Signs of the Anthropocene, Chimp Trust, and a Twitter Expansion
A group of researchers released a study published in Science documenting that the Anthropocene—the human-influenced epoch that we now live in—is “functionally and stratigraphically distinct from” the previous epoch. Brandon Keim, a freelance science reporter, discusses this story and other science news from the week.
And for many users, brevity is the soul of Twitter. Now comes news that the blue bird is contemplating an expansion of the 140-character limit—to 10,000 characters. Slate’s Will Oremus contemplates the good and bad of a more verbose Twitter.
Freelance journalist Brandon Keim is a blogger for Anthropocene Magazine based in New York, New York.
Will Oremus is a senior technology writer for Slate in New York, New York.
MANOUSH: This is Science Friday. I’m Manoush Zomorodi, host of WNYC’s Note to Self podcast, sitting in for Ira Flatow.
Later in the hour, a look at the microbiome of babies. But first, each of the epochs in the geological time scale has its own distinctive features, markers that you can see, preserved right into the rocky layers of the earth. The early Cambrian strata is filled with a wide variety of Sheldon vertebrates. The early Jurassic have signs of flowering plants and large dinosaurs.

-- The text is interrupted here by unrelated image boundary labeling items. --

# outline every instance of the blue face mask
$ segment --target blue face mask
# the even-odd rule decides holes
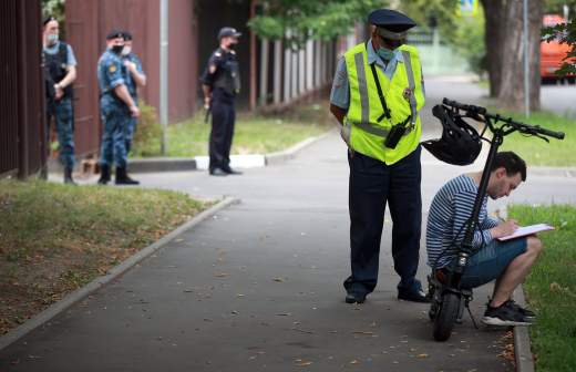
[[[385,49],[385,48],[378,48],[378,50],[376,52],[384,61],[391,61],[395,55],[394,51],[391,51],[390,49]]]

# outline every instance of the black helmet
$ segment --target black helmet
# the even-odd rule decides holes
[[[453,165],[474,163],[482,149],[477,131],[444,105],[435,105],[432,114],[442,123],[442,137],[422,143],[438,159]]]

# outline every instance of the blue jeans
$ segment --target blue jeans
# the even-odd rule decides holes
[[[126,154],[126,126],[130,122],[130,113],[125,104],[114,101],[110,95],[104,95],[100,100],[100,110],[104,132],[100,148],[100,164],[125,168],[127,163]]]
[[[50,122],[54,117],[60,147],[60,163],[72,169],[74,167],[74,111],[72,100],[62,99],[50,102],[47,105],[47,137],[50,138]]]
[[[506,270],[510,262],[526,251],[526,238],[508,241],[492,240],[470,258],[462,276],[462,287],[475,288],[496,279]]]

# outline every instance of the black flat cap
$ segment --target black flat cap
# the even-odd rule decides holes
[[[368,22],[393,32],[403,32],[416,25],[410,17],[392,9],[372,11],[368,16]]]
[[[241,32],[238,32],[236,31],[236,29],[234,28],[222,28],[220,31],[218,32],[218,40],[220,40],[222,38],[227,38],[227,37],[233,37],[233,38],[239,38],[241,37]]]
[[[50,23],[52,21],[56,21],[58,22],[58,20],[53,16],[49,16],[49,17],[44,18],[44,21],[42,22],[42,24],[47,25],[48,23]]]
[[[117,38],[124,39],[124,32],[122,32],[120,30],[112,30],[107,34],[106,40],[112,40],[112,39],[117,39]]]

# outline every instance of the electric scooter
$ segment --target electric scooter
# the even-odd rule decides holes
[[[451,266],[443,268],[442,271],[432,268],[432,273],[428,277],[429,297],[431,298],[429,317],[430,320],[434,322],[433,337],[436,341],[446,341],[450,338],[454,324],[462,322],[464,309],[467,309],[474,327],[477,328],[469,306],[473,299],[472,289],[462,288],[461,278],[466,269],[470,257],[475,254],[475,249],[472,247],[472,240],[476,226],[479,225],[482,202],[486,196],[490,170],[492,169],[494,157],[504,137],[511,133],[518,132],[526,136],[539,137],[546,142],[549,142],[548,137],[557,140],[564,138],[564,133],[562,132],[553,132],[539,127],[538,125],[527,125],[516,122],[511,117],[506,118],[498,114],[491,114],[485,107],[462,104],[448,99],[444,99],[442,103],[444,106],[440,106],[440,108],[450,111],[453,118],[462,120],[467,117],[484,124],[480,137],[482,141],[490,143],[490,152],[474,200],[472,215],[463,226],[464,238],[462,242],[455,247],[457,250],[456,259]],[[486,130],[490,130],[493,134],[492,138],[484,136]]]

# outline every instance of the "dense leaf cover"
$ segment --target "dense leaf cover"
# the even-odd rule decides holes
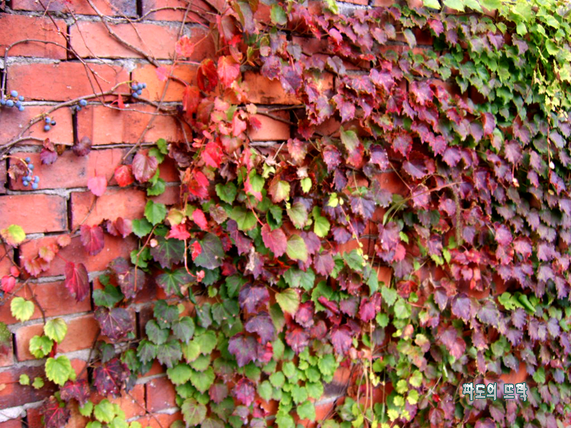
[[[149,200],[144,218],[103,225],[141,240],[94,293],[103,334],[129,345],[98,363],[95,387],[116,395],[157,360],[187,426],[264,427],[276,400],[288,428],[315,418],[323,382],[343,366],[356,401],[323,426],[568,426],[563,6],[346,16],[334,2],[276,3],[268,26],[254,18],[257,1],[227,6],[213,23],[223,47],[182,100],[193,140],[159,141],[116,171],[120,185],[156,195],[170,156],[184,202],[169,210]],[[183,37],[176,48],[183,58],[193,46]],[[250,141],[261,116],[281,108],[248,103],[243,66],[300,102],[282,108],[290,140]],[[95,195],[105,188],[90,183]],[[81,238],[91,255],[103,248],[101,226],[82,226]],[[46,257],[26,269],[38,275]],[[69,262],[66,275],[84,298],[85,267]],[[168,300],[137,340],[124,307],[150,281]],[[527,401],[503,399],[521,372]],[[496,382],[499,399],[469,401],[467,382]],[[61,398],[83,404],[84,387],[69,381]],[[68,414],[53,399],[43,412],[49,424]]]

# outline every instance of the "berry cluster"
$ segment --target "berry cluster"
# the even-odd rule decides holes
[[[21,95],[19,96],[17,91],[12,91],[10,93],[10,98],[7,100],[4,98],[0,100],[0,105],[2,106],[6,106],[6,107],[16,107],[20,111],[24,111],[25,107],[22,106],[23,101],[24,97]]]
[[[46,126],[48,126],[48,125]],[[38,175],[32,176],[34,167],[34,164],[31,163],[31,159],[29,158],[26,158],[24,160],[26,160],[26,163],[28,165],[28,175],[22,177],[22,184],[27,187],[30,185],[30,183],[31,183],[31,188],[35,190],[38,188],[38,183],[40,181],[40,178]]]
[[[46,132],[48,132],[50,129],[51,129],[52,126],[56,126],[56,121],[54,119],[51,119],[48,116],[46,116],[44,120],[46,121],[46,124],[44,126],[44,131]]]
[[[133,85],[131,86],[131,88],[133,90],[133,93],[131,94],[133,98],[138,98],[143,95],[143,89],[146,87],[146,83],[133,83]]]

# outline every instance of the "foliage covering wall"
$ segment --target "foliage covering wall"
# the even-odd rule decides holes
[[[362,3],[4,6],[0,427],[571,423],[569,7]]]

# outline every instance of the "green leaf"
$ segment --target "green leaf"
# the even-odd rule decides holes
[[[95,405],[94,416],[100,422],[108,424],[115,417],[115,409],[113,404],[108,399],[104,398]]]
[[[240,205],[232,208],[232,211],[230,213],[230,218],[236,222],[238,229],[244,231],[253,228],[256,223],[254,213]]]
[[[198,403],[193,398],[184,400],[181,410],[187,427],[198,425],[206,417],[206,406]]]
[[[9,245],[16,247],[26,239],[26,233],[21,226],[10,225],[5,229],[0,230],[0,235]]]
[[[308,400],[298,406],[298,416],[300,419],[306,419],[310,421],[315,420],[315,407],[310,401]]]
[[[65,355],[57,358],[48,358],[46,362],[46,376],[60,387],[75,375],[69,359]]]
[[[277,25],[286,25],[288,24],[288,15],[279,4],[272,5],[272,10],[270,14],[272,22]]]
[[[88,400],[83,406],[79,406],[79,409],[81,416],[89,417],[91,416],[91,412],[94,411],[94,404],[91,400]]]
[[[300,229],[305,225],[308,221],[308,210],[300,202],[295,202],[287,210],[288,215],[298,229]]]
[[[67,324],[61,318],[49,320],[44,326],[44,332],[52,340],[61,343],[67,334]]]
[[[293,315],[299,307],[299,295],[293,288],[288,288],[276,294],[276,301],[283,312]]]
[[[166,370],[166,375],[176,385],[181,385],[191,379],[193,370],[187,364],[183,362]]]
[[[30,354],[36,358],[44,358],[51,352],[54,342],[46,336],[34,336],[30,339]]]
[[[286,253],[294,260],[308,260],[308,248],[305,241],[299,235],[292,235],[288,240],[288,245],[286,248]]]
[[[146,218],[136,218],[131,222],[133,233],[139,238],[143,238],[151,233],[153,230],[151,225]]]
[[[393,306],[397,300],[397,291],[384,285],[380,287],[380,295],[383,296],[383,300],[387,302],[389,306]]]
[[[34,315],[34,303],[23,297],[14,297],[10,302],[10,310],[19,321],[27,321]]]
[[[20,379],[19,379],[18,382],[21,385],[29,385],[30,384],[30,377],[25,373],[20,374]]]
[[[148,200],[147,205],[145,205],[145,217],[153,225],[158,225],[166,217],[165,204],[156,203],[152,200]]]

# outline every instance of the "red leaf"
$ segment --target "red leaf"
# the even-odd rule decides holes
[[[194,52],[195,44],[191,41],[187,36],[183,36],[176,41],[175,51],[177,54],[184,58],[190,58]]]
[[[204,213],[203,213],[202,210],[200,208],[196,208],[193,211],[192,219],[203,230],[208,230],[208,222],[206,220],[206,217],[204,215]]]
[[[218,73],[224,86],[230,86],[240,76],[240,64],[230,55],[221,56],[218,58]]]
[[[218,83],[218,75],[213,61],[206,58],[202,61],[196,73],[196,82],[201,91],[205,92],[210,92],[216,87]]]
[[[171,67],[158,67],[155,71],[156,78],[161,82],[166,82],[171,74]]]
[[[75,297],[76,300],[81,302],[89,292],[89,277],[87,269],[83,263],[76,265],[67,262],[65,268],[66,280],[64,285]]]
[[[100,226],[83,225],[80,230],[81,243],[89,255],[96,255],[104,246],[103,229]]]
[[[174,238],[175,239],[184,240],[191,238],[191,234],[186,230],[186,225],[181,223],[180,225],[173,225],[171,227],[171,230],[167,233],[166,238]],[[200,243],[198,241],[195,241],[194,243],[198,243],[198,248],[200,248]],[[192,260],[193,260],[194,258],[193,255]]]
[[[96,196],[101,196],[107,188],[107,180],[103,175],[96,175],[87,180],[87,188]]]
[[[153,178],[158,168],[158,161],[154,156],[148,156],[139,152],[133,159],[133,173],[140,183],[146,183]]]
[[[270,226],[262,226],[262,239],[264,245],[268,247],[276,257],[280,257],[286,253],[288,248],[288,240],[286,234],[281,229],[272,230]]]
[[[135,180],[133,176],[133,168],[130,165],[121,165],[115,170],[115,180],[120,187],[132,184]]]

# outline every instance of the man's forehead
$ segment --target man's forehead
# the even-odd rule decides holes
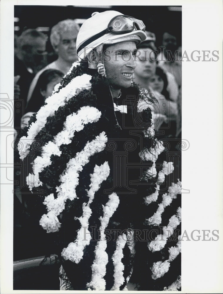
[[[30,37],[26,38],[23,42],[23,45],[28,45],[33,47],[37,46],[45,46],[46,42],[46,40],[44,40],[40,37],[34,38]]]
[[[135,42],[133,41],[127,41],[116,43],[111,45],[106,45],[107,49],[117,51],[123,50],[132,51],[136,50]]]
[[[77,39],[77,34],[73,31],[67,31],[61,34],[61,40],[73,40]]]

And what does the anthropocene, the human epoch, look like in the bedrock? A study out in the Journal of Science looked at just that, and my next guest is here to tell us about that story and our other selected short subjects in science. Brandon Keim is a freelance writer based out of New York City and he joins us here in our Kinney studios.
BRANDON: Hi Manoush. Great to be here.
MANOUSH: So OK, let’s start out. What does the geological layer of the anthropocene look like?

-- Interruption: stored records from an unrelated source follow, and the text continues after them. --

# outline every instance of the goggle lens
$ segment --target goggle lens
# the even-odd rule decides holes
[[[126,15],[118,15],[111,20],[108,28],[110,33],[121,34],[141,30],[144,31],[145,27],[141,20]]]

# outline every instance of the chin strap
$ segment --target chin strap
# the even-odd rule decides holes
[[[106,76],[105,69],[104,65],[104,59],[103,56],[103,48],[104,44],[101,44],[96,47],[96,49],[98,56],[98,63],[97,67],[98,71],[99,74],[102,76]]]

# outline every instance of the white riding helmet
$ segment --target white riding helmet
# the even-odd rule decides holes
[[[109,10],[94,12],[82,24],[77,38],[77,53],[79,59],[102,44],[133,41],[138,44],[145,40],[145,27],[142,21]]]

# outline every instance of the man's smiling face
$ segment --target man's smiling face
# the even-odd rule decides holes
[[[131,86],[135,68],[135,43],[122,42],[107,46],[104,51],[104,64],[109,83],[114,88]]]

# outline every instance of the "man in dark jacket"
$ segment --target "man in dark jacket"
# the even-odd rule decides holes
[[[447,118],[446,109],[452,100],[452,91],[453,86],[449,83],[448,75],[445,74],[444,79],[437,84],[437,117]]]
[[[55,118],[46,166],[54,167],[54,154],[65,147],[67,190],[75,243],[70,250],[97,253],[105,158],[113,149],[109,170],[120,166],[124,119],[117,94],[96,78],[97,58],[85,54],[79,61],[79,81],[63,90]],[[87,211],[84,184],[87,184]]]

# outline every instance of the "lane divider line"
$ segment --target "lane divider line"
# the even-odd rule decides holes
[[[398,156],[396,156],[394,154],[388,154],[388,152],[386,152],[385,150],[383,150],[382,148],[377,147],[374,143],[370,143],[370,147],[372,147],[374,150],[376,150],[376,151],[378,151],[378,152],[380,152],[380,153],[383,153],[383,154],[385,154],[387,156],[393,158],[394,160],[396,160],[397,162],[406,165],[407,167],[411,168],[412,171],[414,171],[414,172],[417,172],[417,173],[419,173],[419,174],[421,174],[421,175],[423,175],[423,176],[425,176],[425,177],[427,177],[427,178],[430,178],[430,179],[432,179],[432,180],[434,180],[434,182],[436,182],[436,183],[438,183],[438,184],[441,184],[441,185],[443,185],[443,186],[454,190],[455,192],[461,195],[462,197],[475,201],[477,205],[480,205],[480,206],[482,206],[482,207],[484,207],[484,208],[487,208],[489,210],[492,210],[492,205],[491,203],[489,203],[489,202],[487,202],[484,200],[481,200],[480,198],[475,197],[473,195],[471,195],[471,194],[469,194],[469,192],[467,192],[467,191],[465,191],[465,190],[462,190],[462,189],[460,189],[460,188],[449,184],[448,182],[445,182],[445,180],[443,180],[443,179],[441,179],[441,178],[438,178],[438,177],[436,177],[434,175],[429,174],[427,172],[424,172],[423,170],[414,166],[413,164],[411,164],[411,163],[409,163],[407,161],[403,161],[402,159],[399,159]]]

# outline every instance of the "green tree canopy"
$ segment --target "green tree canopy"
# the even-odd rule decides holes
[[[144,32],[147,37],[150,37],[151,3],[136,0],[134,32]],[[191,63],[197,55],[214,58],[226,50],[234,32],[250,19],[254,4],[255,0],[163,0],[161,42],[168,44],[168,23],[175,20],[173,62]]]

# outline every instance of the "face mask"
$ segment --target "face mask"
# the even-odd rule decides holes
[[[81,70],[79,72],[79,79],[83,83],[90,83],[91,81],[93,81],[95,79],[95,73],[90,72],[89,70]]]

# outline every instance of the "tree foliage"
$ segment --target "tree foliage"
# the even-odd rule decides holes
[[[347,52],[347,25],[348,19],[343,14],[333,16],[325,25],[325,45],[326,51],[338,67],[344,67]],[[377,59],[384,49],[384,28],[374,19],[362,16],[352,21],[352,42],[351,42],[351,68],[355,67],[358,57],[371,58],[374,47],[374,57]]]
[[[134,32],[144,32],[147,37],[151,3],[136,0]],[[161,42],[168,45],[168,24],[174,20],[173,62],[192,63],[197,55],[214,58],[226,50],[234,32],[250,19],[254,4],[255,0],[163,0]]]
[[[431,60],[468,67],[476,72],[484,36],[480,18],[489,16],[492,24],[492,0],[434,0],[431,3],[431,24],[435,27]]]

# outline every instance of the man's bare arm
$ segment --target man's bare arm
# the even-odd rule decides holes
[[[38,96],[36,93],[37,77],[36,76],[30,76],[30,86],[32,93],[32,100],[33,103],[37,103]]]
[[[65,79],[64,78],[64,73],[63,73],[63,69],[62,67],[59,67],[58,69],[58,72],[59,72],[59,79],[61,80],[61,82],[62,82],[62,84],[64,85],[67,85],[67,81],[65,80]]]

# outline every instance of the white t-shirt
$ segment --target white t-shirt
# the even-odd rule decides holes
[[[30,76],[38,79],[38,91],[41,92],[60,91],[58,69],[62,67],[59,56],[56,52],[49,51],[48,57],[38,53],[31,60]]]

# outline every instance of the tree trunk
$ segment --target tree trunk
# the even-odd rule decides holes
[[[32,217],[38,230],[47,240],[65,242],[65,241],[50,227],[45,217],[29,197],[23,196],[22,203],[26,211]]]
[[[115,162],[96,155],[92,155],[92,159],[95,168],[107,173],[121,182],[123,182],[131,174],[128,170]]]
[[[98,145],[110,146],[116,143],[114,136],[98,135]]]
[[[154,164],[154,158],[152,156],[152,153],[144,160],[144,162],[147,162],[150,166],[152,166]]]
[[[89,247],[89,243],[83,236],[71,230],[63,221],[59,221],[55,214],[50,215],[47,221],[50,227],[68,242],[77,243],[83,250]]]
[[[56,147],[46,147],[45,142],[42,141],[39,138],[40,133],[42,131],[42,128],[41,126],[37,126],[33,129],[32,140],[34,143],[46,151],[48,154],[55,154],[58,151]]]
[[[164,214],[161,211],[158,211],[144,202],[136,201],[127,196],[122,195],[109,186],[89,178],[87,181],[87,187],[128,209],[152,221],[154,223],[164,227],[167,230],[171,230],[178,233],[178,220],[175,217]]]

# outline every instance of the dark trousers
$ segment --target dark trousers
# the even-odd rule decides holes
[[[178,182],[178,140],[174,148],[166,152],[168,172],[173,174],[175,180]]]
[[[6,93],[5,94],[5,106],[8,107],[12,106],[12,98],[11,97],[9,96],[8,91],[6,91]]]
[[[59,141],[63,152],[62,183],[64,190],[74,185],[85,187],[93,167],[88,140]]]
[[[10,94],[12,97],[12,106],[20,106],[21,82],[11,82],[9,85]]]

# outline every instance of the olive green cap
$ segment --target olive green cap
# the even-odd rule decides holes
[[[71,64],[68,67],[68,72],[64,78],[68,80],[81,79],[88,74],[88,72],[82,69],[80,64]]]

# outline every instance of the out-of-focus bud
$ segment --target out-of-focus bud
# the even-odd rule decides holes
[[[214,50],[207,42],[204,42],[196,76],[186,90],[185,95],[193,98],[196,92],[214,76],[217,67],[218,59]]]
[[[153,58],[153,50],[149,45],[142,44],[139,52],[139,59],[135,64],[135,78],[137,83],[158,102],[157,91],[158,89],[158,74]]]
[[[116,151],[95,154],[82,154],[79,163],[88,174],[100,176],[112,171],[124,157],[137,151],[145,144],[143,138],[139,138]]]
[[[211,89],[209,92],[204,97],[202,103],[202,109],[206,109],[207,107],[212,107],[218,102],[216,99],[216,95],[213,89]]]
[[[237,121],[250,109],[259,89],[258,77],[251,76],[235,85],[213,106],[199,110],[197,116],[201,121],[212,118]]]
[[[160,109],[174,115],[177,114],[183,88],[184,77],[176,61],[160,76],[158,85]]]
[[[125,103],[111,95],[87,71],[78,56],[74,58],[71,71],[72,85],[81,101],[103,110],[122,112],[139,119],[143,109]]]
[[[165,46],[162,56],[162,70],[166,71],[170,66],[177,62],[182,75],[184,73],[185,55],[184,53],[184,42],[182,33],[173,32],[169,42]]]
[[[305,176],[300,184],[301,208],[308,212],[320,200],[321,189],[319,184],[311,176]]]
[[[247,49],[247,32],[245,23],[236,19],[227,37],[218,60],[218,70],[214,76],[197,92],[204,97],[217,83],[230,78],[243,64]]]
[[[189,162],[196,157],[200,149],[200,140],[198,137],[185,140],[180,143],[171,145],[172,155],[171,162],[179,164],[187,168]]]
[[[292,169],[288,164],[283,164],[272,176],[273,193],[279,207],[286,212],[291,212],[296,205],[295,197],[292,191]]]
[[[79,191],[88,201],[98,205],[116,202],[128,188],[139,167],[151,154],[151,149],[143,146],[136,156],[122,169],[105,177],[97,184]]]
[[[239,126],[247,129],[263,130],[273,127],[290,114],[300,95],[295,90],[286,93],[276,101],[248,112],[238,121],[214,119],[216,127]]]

BRANDON: Well, when, you know, those archaeologist a million years from now are digging up their geological cores, they’re looking at the fossil record. What they’re going to see is, really, that our time is very distinctive. That there’s all kinds of plastic and aluminum everywhere pretty much. Carbon dioxide levels and methane levels went really high. The nitrogen cycle of earth was altered, the phosphorus cycle was altered. And also, really critically, the plant and animal communities of earth just got really radically rearranged, really just in the last 50 years or so.
MANOUSH: I mean, that’s pretty quick, right?

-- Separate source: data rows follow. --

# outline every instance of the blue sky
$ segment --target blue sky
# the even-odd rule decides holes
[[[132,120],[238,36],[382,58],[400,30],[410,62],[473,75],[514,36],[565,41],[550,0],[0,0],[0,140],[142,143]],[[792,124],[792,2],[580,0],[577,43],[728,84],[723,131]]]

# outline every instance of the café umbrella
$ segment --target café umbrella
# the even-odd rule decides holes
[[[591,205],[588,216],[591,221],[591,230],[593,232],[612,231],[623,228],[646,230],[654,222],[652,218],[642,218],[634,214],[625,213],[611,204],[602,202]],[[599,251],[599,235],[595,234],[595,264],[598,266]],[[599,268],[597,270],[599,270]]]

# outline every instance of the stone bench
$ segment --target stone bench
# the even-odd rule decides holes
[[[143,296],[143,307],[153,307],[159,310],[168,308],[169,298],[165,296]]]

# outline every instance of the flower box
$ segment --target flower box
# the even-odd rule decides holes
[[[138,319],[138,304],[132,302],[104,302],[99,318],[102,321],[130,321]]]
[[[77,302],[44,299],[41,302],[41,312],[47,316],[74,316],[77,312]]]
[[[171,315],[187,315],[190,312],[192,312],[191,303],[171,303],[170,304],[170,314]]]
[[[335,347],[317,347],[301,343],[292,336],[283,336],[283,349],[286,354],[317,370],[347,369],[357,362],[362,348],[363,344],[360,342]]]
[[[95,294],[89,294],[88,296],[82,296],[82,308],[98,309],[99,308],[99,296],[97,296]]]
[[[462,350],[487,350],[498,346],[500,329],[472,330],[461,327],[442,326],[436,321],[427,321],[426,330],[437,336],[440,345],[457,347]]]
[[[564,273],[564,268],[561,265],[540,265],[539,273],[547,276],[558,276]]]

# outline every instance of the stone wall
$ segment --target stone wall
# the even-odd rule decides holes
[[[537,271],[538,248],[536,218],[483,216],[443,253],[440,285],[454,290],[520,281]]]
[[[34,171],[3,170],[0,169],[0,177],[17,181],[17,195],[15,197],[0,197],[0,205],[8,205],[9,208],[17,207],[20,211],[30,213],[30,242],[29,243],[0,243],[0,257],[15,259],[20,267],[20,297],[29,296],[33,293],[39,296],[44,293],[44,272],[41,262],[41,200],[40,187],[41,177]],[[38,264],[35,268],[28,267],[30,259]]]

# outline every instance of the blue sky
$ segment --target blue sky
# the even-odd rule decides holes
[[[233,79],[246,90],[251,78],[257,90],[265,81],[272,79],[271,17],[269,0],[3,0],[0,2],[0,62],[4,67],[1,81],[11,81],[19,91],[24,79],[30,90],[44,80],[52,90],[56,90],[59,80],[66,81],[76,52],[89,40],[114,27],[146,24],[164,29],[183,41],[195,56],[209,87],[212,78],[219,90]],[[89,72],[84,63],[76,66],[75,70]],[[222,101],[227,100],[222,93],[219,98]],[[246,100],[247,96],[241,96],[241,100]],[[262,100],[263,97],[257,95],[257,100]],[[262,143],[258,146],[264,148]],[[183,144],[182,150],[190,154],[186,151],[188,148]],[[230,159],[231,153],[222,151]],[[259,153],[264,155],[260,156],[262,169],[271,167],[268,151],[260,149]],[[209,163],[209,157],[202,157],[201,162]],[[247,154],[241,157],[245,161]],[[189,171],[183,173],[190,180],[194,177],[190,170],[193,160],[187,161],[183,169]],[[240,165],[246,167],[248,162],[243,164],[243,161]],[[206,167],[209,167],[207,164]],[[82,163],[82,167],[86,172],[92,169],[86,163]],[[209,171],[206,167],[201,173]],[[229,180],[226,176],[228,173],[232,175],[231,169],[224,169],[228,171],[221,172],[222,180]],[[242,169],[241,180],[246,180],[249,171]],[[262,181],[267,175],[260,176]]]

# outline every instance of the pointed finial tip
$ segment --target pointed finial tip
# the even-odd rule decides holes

BRANDON: It’s really quick. And there’d actually been some debate in the circles of people who debate things about whether the anthropocene was something you could think of starting a couple years ago or a couple thousand years ago. But what these scientists said is that, really, no, it’s about 1950.
MANOUSH: Wow, OK. We’ve got to move on to the next story, which comes from the opposite end of the geological spectrum. A study that looks at vernal pools, a vernal pool from 365 million years ago. OK, let’s just start– what is a vernal pool?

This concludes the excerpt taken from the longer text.